Sequence length report after DADA2 denoise-pair

koch · April 24, 2018, 7:28pm

Hi,
I'm using dada2 to perform the quality filtering and merging paired reads. I'm wondering if there is a way that I can see what are the lengths of the merged fastq sequences? I know we can easily see the representative sequences, but I want to have an idea of how long the rest of the reads are. I tried the qiime feature-table summarize command but that only gives me the frequencies of features. Thanks in advance and sorry if I miss this information somewhere.

antgonza · April 24, 2018, 9:01pm

Hi @koch,

Just to be sure, do you mean the size of the overlap or the final sequence?

Anyway, remember that when you join sequences with DADA2, the denoising happen first and the joining after; thus, your truncate parameters are really important. Thus, the size of the overlap is "given" with the truncate parameters; perhaps this thread will help you if this is your question.

Now, once the sequences are denoised and merged, they become your "representative sequences", thus the final sequence length is the length of your representative.

Hope this helps.

koch · April 25, 2018, 3:49pm

Thanks @antgonza. I tested different truncation and maxEE so that part is fine with me. My question is rather about the length of sequences that get merged/passed quality trimming. For example, we see in the summary table (after run dada2 denoise-paired command) we have X number of "total frequences" which reflect how many pairs were merged/passed quality trimming. Can we know what are the lengths of this X number of sequences? I guess an easy way is to say: what are the lengths of these fastq/fasta? I read on another thread that we can't export fastq file after the dada2 denoise step (again, I know we can get representatives easily). If there is a report or summary of the total pool of sequences it could be useful, too.

From your reply it looks like the representative sequence is all I can get (in terms of the length and actual sequences). Let me know if I interpret it wrong.

Thanks very much for your help and explanation!

antgonza · April 26, 2018, 1:02pm

@thermokarst suggested looking at feature-table tabulate-seqs for a summary of your file; however, this doesn't give you any stats about sequence lengths or DADA2 runs. Now, this sounds like a possible good addition for the future, what about a summary of the input length of the fastq/fasta, the overlap between reads after denoising, and the final length; anything else?

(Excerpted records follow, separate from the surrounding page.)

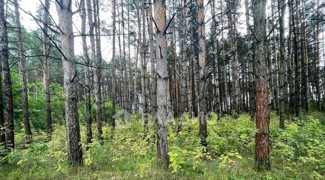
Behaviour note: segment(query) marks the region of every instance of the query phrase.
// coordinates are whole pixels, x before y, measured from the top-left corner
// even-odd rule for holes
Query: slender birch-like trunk
[[[19,54],[19,74],[21,81],[21,98],[22,99],[23,116],[24,117],[24,127],[26,142],[29,143],[31,142],[32,134],[29,123],[29,113],[28,113],[28,97],[27,95],[27,77],[26,76],[26,58],[22,42],[22,33],[20,25],[20,15],[19,13],[18,0],[14,0],[15,17],[18,37],[18,50]]]
[[[77,70],[74,53],[74,36],[72,28],[72,1],[56,2],[56,11],[60,22],[61,44],[63,68],[63,81],[66,103],[66,123],[69,162],[82,164],[82,149],[80,142],[80,125],[77,107]]]

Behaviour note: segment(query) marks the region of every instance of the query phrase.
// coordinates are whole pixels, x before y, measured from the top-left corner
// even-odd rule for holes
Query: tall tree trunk
[[[120,90],[118,91],[119,93],[119,97],[120,98],[119,98],[119,100],[120,101],[120,106],[121,106],[121,107],[122,107],[122,109],[124,109],[124,94],[123,93],[123,52],[122,51],[122,41],[121,40],[121,34],[122,34],[122,32],[121,32],[121,20],[120,18],[120,16],[119,15],[120,14],[119,13],[119,8],[118,8],[118,5],[117,6],[118,7],[117,8],[117,14],[118,14],[118,35],[117,35],[117,39],[118,40],[118,49],[119,49],[119,52],[120,52],[120,56],[119,56],[119,62],[120,62],[120,75],[119,77],[120,77],[120,81],[119,81],[119,88]]]
[[[131,40],[130,40],[130,14],[129,14],[129,1],[127,0],[127,43],[128,46],[127,46],[128,50],[127,52],[128,52],[128,111],[129,112],[131,112],[131,110],[132,109],[132,101],[131,100],[131,52],[130,51],[130,47],[131,46]]]
[[[232,78],[233,84],[232,109],[238,112],[239,111],[239,86],[238,86],[238,60],[237,52],[237,29],[236,28],[236,15],[237,10],[235,2],[229,0],[227,1],[227,6],[229,13],[228,24],[229,27],[229,38],[231,46],[231,60],[232,66]]]
[[[82,150],[80,142],[76,94],[77,70],[74,57],[72,3],[71,1],[61,0],[57,1],[56,4],[60,22],[59,26],[62,31],[61,43],[63,53],[62,55],[69,162],[72,164],[82,164]]]
[[[278,10],[280,12],[279,16],[279,24],[280,32],[280,57],[279,60],[279,67],[280,68],[279,80],[279,96],[280,107],[280,128],[284,129],[284,120],[287,119],[287,106],[288,99],[287,81],[287,66],[286,60],[284,58],[284,14],[285,13],[285,6],[284,0],[278,0]]]
[[[167,46],[166,41],[166,2],[153,2],[155,25],[157,28],[156,50],[157,60],[157,105],[158,118],[157,134],[157,158],[159,164],[168,167],[167,143]]]
[[[6,71],[6,61],[8,61],[8,31],[7,30],[7,20],[6,19],[6,16],[5,15],[5,9],[4,9],[5,3],[4,0],[0,0],[0,49],[1,49],[1,51],[0,51],[0,84],[2,85],[2,75],[3,75],[3,64],[4,66],[4,71],[5,73],[9,73],[10,75],[10,71],[8,72]],[[8,62],[7,62],[8,63]],[[9,67],[8,69],[9,70]],[[8,74],[7,74],[8,75]],[[6,74],[5,75],[6,76]],[[6,81],[6,76],[5,76],[5,83],[6,85],[6,89],[7,90],[7,87],[10,87],[10,89],[11,89],[11,84],[10,84],[10,86],[8,86],[7,84],[7,82]],[[10,76],[9,78],[10,80]],[[10,82],[11,83],[11,82]],[[12,91],[11,90],[12,92]],[[6,131],[5,130],[6,127],[5,127],[5,114],[4,112],[4,102],[3,102],[3,93],[2,93],[2,86],[0,86],[0,147],[6,147],[7,146],[6,141]],[[6,91],[7,92],[7,91]],[[8,94],[8,92],[6,93],[6,95]],[[8,99],[7,99],[7,101]],[[11,99],[12,101],[12,97]],[[7,101],[8,102],[8,101]],[[7,107],[8,108],[8,107]],[[8,110],[8,109],[7,109]],[[7,112],[8,113],[8,112]],[[12,118],[13,116],[12,116]],[[8,115],[7,115],[7,122],[8,121]]]
[[[212,11],[213,19],[212,37],[213,38],[213,55],[214,56],[214,83],[215,84],[216,113],[219,115],[221,111],[220,104],[220,92],[219,87],[219,63],[218,62],[218,38],[217,37],[217,19],[215,14],[215,1],[212,1]]]
[[[7,119],[6,125],[6,141],[7,148],[15,148],[15,133],[14,132],[14,109],[11,77],[9,67],[9,54],[8,47],[8,34],[7,26],[7,15],[5,13],[5,2],[0,0],[0,33],[1,35],[1,59],[4,71],[4,82],[6,86],[7,104],[6,111]]]
[[[115,33],[116,27],[115,26],[115,17],[116,0],[113,0],[113,52],[112,53],[112,114],[115,114],[115,103],[116,103],[116,86],[115,81]],[[114,116],[112,116],[111,122],[113,127],[115,127],[115,119]]]
[[[222,6],[222,1],[220,0],[220,8],[221,8],[221,11],[223,12],[223,6]],[[223,16],[221,16],[221,22],[222,23],[221,23],[221,42],[222,42],[222,50],[221,50],[221,54],[222,54],[221,56],[221,57],[222,58],[222,59],[221,59],[221,61],[223,62],[222,63],[222,77],[223,77],[223,91],[224,92],[224,112],[226,113],[228,113],[229,112],[229,103],[228,101],[228,85],[227,85],[227,76],[226,76],[226,69],[227,69],[227,67],[226,67],[226,63],[225,62],[225,58],[224,57],[225,55],[225,53],[224,53],[224,48],[225,46],[225,45],[224,44],[224,43],[223,43]]]
[[[146,45],[146,14],[145,11],[145,0],[142,0],[141,11],[142,12],[142,43],[141,48],[141,89],[142,90],[142,113],[145,128],[148,124],[148,94],[147,86],[147,55]],[[139,21],[139,23],[140,21]],[[141,36],[141,30],[139,31]]]
[[[138,42],[138,44],[139,45],[140,43]],[[135,112],[136,112],[138,111],[138,59],[139,56],[139,47],[138,46],[138,48],[137,48],[137,53],[136,55],[136,62],[135,64],[135,75],[134,75],[134,93],[133,96],[133,105],[134,106],[134,109]]]
[[[128,107],[128,98],[127,98],[127,93],[126,93],[126,88],[127,88],[127,86],[126,86],[126,82],[127,82],[127,77],[126,77],[126,63],[125,62],[125,55],[126,55],[126,53],[125,53],[125,33],[124,33],[124,29],[125,27],[125,23],[124,23],[124,9],[123,8],[123,6],[124,6],[124,3],[123,2],[123,0],[121,1],[121,2],[122,5],[122,35],[123,37],[123,58],[122,58],[121,61],[122,61],[122,62],[123,62],[123,73],[122,74],[122,77],[123,77],[122,79],[122,82],[123,82],[123,88],[122,90],[123,91],[122,92],[122,94],[123,94],[123,96],[124,97],[123,99],[124,99],[124,102],[123,102],[123,108],[124,109],[125,109],[127,111],[127,107]],[[122,67],[121,67],[122,68]]]
[[[105,93],[105,88],[104,88],[104,82],[105,82],[105,76],[103,75],[104,68],[103,68],[103,63],[102,62],[102,50],[101,50],[101,26],[100,26],[100,4],[99,0],[96,0],[96,22],[97,25],[96,27],[98,29],[98,32],[96,33],[97,35],[96,36],[96,49],[97,49],[97,56],[99,58],[100,63],[99,66],[101,67],[100,69],[100,88],[101,88],[101,109],[102,109],[102,123],[103,121],[106,121],[106,108],[105,107],[105,102],[106,102],[106,97]],[[95,17],[96,18],[96,17]]]
[[[157,86],[157,78],[156,76],[156,70],[154,65],[154,48],[153,48],[153,29],[152,20],[151,17],[152,17],[152,8],[151,6],[151,1],[149,0],[149,4],[148,5],[149,7],[149,17],[148,17],[148,20],[149,21],[148,24],[148,31],[149,31],[149,57],[150,59],[150,68],[151,74],[151,102],[152,106],[151,113],[152,113],[152,117],[154,117],[157,111],[157,91],[156,91],[156,87]],[[154,121],[156,120],[154,119]]]
[[[85,2],[82,1],[81,3],[81,34],[82,38],[82,57],[85,64],[84,67],[85,73],[85,104],[86,104],[86,143],[87,150],[89,149],[89,145],[91,143],[92,138],[92,132],[91,131],[91,104],[90,102],[90,87],[89,86],[89,80],[90,75],[89,73],[89,66],[90,65],[90,60],[88,57],[88,50],[87,47],[87,37],[86,34],[86,9],[85,9]]]
[[[315,67],[316,68],[316,74],[315,75],[315,80],[316,83],[316,93],[317,94],[317,106],[318,111],[322,111],[321,99],[320,96],[320,53],[319,53],[319,48],[320,45],[320,40],[319,38],[319,21],[320,16],[319,15],[319,0],[317,1],[317,22],[316,24],[316,33],[315,39],[316,40],[316,51],[315,55]],[[323,48],[324,47],[323,46]]]
[[[295,69],[294,56],[292,53],[294,42],[294,16],[292,15],[292,2],[288,2],[288,9],[289,11],[289,37],[288,38],[288,81],[289,82],[289,112],[291,114],[295,113],[295,106],[296,105],[296,99],[295,98],[295,75],[293,69]]]
[[[304,11],[304,1],[301,2],[301,10]],[[307,113],[309,112],[309,81],[308,79],[308,55],[307,50],[307,36],[306,33],[306,28],[307,28],[306,19],[305,18],[305,12],[302,12],[301,13],[301,38],[302,41],[302,90],[303,90],[303,99],[304,99],[304,105]]]
[[[252,56],[251,30],[249,19],[249,11],[248,8],[248,0],[245,0],[245,10],[246,24],[246,33],[248,38],[247,49],[248,52],[248,86],[249,94],[249,114],[252,119],[255,117],[255,87],[254,87],[254,78],[253,70],[253,57]]]
[[[199,76],[200,78],[200,129],[199,134],[201,138],[201,143],[207,146],[206,138],[208,137],[207,121],[205,115],[207,111],[207,93],[206,77],[206,46],[205,46],[205,22],[204,21],[204,4],[203,0],[197,0],[198,6],[198,33],[199,34]]]
[[[269,86],[266,45],[266,0],[252,2],[254,18],[254,62],[256,74],[255,168],[270,170]]]
[[[186,0],[183,0],[182,5],[182,32],[181,32],[181,47],[180,53],[182,53],[181,69],[181,80],[180,80],[180,110],[181,114],[186,112],[186,100],[187,99],[186,93],[186,74],[187,74],[187,50],[186,41],[186,24],[187,23],[186,18],[187,18],[187,9],[186,8]],[[183,117],[180,118],[177,129],[177,132],[179,132],[182,130],[183,123]]]
[[[96,3],[96,0],[93,1],[94,12],[93,16],[93,28],[95,30],[95,39],[96,46],[96,55],[93,56],[92,59],[92,71],[93,73],[94,90],[95,94],[95,102],[96,104],[96,123],[98,131],[98,139],[100,143],[103,143],[103,130],[102,129],[102,123],[103,122],[103,112],[102,111],[102,92],[101,91],[101,68],[102,66],[101,53],[101,43],[99,39],[99,22],[98,21],[97,15],[99,8]],[[91,27],[90,27],[91,28]]]
[[[50,138],[52,135],[52,116],[51,113],[51,99],[50,92],[50,82],[49,71],[49,55],[50,53],[50,40],[48,38],[48,30],[47,26],[49,22],[49,11],[50,9],[50,1],[45,0],[44,3],[44,11],[43,13],[43,29],[44,34],[43,37],[43,76],[44,89],[45,91],[45,117],[46,118],[46,132]]]
[[[19,74],[21,81],[21,98],[22,99],[23,116],[24,117],[24,126],[25,128],[25,135],[26,142],[31,142],[32,134],[29,124],[29,114],[28,113],[28,99],[27,95],[27,77],[26,76],[26,59],[22,42],[22,34],[21,33],[21,25],[20,25],[20,15],[19,14],[18,0],[14,0],[15,17],[16,18],[16,26],[17,26],[17,33],[18,41],[18,52],[19,53]]]
[[[299,117],[301,109],[301,42],[300,40],[300,0],[296,0],[295,20],[295,59],[296,61],[296,116]]]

koch · April 26, 2018, 6:52pm

That sounds great! I can't think of anything else in terms of the report now. However, if it's possible, the fastq file containing dada2 processed sequences will be useful, too. I know this was already mentioned in this thread. I think the file can be useful and gives people some flexibility. Thanks for your help and the suggestions.

antgonza · April 27, 2018, 2:11pm

@koch, just FYI, I just opened a new issue.

koch · April 27, 2018, 4:24pm

Thanks for letting me know. Looking forward to any update :).

system · May 28, 2018, 10:39pm

This topic was automatically closed 31 days after the last reply. New replies are no longer allowed.